Fowler began the week by paying tribute to the late Payne Stewart, wearing his idol's trademark plus fours for the opening round on Thursday.
Stewart won his third major title in the 1999 US Open at Pinehurst, but died just a few months later at the age of 42 when the private plane in which he was travelling depressurised and eventually crashed in a field in South Dakota.
"It was awesome to be able to come out here and wear the plus fours in honour of Payne," Fowler said after a round containing five birdies and two bogeys. "It was very special. I sent a message to Chelsea Stewart (Payne's daughter) afterwards and said, 'I hope you guys liked it as much as I did', because it was a lot of fun walking around with her dad that day. It was definitely special."
No rain had fallen overnight to soften the greens and the pin positions tucked close to the edge of almost every green prompted veteran American Kenny Perry to say after his 74: "I tell you what - it was a golf course of 18 of the toughest pins I've ever seen. It was probably the hardest set-up I've ever experienced in a major championship."

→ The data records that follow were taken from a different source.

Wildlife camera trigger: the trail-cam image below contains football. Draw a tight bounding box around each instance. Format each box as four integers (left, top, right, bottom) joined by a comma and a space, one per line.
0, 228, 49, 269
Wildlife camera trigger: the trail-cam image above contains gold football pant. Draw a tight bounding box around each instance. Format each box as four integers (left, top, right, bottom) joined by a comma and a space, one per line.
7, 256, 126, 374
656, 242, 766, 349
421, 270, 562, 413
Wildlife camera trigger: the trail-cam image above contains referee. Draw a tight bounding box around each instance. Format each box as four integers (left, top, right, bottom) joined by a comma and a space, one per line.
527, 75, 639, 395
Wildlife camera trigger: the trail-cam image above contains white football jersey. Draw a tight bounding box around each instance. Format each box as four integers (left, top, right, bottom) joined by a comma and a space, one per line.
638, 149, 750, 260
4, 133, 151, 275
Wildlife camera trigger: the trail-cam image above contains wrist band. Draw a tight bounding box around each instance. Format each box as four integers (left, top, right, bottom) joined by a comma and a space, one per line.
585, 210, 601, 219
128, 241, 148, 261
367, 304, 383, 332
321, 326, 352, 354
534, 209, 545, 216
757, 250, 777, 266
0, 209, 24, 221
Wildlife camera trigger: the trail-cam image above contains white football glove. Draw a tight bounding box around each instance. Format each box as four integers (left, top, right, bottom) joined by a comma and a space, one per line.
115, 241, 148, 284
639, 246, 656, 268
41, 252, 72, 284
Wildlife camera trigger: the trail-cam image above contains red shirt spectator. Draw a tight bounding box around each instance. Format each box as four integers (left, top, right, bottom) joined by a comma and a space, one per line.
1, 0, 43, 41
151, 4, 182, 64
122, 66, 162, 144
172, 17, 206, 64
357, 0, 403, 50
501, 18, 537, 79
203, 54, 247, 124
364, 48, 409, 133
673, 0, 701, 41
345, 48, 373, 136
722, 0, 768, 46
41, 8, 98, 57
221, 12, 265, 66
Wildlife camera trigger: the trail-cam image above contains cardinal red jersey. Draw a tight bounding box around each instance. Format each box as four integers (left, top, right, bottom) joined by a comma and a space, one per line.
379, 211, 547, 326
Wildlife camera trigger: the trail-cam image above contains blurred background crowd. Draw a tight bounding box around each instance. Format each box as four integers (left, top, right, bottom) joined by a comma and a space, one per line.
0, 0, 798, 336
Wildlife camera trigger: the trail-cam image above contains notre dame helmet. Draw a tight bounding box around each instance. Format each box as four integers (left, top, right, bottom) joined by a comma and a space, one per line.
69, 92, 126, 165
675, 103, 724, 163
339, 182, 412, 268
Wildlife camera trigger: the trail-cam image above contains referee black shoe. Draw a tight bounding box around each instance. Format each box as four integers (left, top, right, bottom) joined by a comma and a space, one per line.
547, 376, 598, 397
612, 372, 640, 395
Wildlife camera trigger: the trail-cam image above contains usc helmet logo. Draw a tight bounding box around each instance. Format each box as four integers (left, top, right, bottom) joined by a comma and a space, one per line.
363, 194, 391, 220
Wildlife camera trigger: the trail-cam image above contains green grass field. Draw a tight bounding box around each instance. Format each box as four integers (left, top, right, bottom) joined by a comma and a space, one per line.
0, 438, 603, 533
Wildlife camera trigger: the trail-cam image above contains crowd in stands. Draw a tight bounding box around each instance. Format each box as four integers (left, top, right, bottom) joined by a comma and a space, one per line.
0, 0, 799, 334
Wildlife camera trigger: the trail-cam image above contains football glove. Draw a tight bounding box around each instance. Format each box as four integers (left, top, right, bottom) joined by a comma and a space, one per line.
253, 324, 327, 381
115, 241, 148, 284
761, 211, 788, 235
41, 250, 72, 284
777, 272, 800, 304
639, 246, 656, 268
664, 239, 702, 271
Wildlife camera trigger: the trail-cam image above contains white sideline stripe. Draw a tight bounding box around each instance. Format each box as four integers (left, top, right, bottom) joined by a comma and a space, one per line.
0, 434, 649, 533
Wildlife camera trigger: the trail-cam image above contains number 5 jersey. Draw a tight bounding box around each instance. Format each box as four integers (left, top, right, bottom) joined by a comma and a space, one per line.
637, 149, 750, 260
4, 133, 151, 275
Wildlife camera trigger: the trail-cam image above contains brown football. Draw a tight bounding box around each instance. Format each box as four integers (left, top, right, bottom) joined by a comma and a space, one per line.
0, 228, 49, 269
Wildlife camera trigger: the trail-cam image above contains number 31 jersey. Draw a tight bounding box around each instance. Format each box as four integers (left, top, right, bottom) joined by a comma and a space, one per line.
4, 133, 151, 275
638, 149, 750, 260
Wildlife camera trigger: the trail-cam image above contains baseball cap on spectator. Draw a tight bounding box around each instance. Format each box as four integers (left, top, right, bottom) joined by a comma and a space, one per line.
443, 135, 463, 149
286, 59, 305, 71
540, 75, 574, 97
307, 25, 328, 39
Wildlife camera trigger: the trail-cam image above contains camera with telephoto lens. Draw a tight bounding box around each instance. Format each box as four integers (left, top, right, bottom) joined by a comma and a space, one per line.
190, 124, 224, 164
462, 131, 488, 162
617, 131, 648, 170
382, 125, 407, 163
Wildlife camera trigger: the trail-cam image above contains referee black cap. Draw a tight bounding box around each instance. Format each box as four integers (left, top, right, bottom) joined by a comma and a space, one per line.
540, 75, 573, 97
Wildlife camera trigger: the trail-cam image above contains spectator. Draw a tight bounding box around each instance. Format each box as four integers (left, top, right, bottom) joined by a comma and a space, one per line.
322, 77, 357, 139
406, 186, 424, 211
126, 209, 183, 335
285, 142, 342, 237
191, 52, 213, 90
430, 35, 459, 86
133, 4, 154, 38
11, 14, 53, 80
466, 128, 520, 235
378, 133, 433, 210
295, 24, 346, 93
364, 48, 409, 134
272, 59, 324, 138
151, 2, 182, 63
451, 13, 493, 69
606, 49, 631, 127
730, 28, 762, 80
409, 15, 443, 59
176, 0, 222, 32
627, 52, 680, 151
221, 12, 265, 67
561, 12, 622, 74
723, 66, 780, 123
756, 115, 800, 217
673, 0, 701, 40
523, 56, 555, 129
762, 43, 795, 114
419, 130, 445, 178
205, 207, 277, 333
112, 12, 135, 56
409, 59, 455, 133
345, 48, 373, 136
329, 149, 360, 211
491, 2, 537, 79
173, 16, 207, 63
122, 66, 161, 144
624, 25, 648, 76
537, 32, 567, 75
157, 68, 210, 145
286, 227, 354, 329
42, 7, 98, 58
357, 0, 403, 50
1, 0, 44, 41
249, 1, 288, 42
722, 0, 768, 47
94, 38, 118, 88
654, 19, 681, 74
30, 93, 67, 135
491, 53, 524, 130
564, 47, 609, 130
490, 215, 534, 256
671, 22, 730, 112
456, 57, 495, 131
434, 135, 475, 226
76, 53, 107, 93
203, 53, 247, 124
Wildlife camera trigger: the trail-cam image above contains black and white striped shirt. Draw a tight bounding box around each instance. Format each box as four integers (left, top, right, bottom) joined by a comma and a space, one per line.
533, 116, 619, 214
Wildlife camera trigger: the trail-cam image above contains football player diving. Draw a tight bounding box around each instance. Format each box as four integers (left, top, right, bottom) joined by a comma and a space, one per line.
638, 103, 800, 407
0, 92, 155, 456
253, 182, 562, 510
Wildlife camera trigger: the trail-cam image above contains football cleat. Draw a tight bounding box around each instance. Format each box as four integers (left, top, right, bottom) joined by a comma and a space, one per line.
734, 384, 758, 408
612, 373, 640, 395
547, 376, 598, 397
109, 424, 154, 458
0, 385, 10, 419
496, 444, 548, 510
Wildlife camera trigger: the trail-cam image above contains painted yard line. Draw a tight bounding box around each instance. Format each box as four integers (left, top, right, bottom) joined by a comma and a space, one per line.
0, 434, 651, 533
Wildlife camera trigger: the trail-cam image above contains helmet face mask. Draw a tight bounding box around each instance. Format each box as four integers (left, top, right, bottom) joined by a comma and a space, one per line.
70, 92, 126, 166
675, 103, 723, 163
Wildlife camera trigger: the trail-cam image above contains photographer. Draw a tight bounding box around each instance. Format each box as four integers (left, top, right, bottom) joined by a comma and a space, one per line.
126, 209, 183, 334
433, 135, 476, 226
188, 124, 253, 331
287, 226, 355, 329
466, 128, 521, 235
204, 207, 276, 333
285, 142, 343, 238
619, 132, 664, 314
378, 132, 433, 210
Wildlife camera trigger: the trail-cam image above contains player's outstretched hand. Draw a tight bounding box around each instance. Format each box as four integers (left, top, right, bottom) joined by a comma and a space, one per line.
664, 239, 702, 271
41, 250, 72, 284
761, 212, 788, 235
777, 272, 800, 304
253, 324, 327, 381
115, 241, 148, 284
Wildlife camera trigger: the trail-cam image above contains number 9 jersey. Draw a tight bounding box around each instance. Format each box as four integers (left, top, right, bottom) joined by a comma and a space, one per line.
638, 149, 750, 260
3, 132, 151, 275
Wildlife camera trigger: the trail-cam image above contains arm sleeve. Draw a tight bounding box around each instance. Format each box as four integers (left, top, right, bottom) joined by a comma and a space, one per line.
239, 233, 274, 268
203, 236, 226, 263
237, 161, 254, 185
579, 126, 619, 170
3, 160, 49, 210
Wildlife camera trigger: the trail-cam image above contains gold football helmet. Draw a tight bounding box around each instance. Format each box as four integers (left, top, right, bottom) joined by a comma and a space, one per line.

Those sentiments were borne out by some of the early completed scores which saw Boo Weekley shoot 80, Russell Henley 82 and Japan's Toru Taniguchi an 18-over-par 88 which contained six pars, seven bogeys, four double bogeys and a triple bogey.
And Kaymer was soon in trouble with a three-putt bogey on the second followed by another bogey on the fourth, although he did superbly well to limit the damage after his tee shot finished up against a mound of pine needles and forced him to take a penalty drop.
Another pulled drive on the par-five fifth found the "native area" left of the fairway, but Kaymer produced a stunning approach shot from 202 yards to five feet and holed for eagle to get back to 10 under par.
That was good enough for a seven-shot lead, but Kaymer charged his birdie putt on the sixth past the hole and off the green, before dropping his first shots of the entire week on the back nine at the 13th and 15th.
Defending champion Justin Rose was joint 10th after a round of 70, but the 33-year-old was left frustrated by a number of errors which damaged his bid to become the first back-to-back winner since Curtis Strange in 1989.
"I was frustrated because I dropped four shots in three holes with my short game around the turn, plus three-putting the first," Rose said. "Allow yourself two mistakes and that three shots gets me a couple under.
"It allows me to dream going into tomorrow that it's possible. I think right now I have to accept that I'm probably playing for the places, but stranger things have happened. Today was the day I needed something special."
The man Rose condemned to a record sixth runners-up finish at Merion 12 months ago, Phil Mickelson, was able to maintain his sense of humour despite missing out on the chance to become the sixth man to complete a career Grand Slam.
"If I play well tomorrow, if I hit it better and make some putts, I think I can shoot four or five under, end around even par and finish second again," Mickelson joked after a 72 which left him five over par.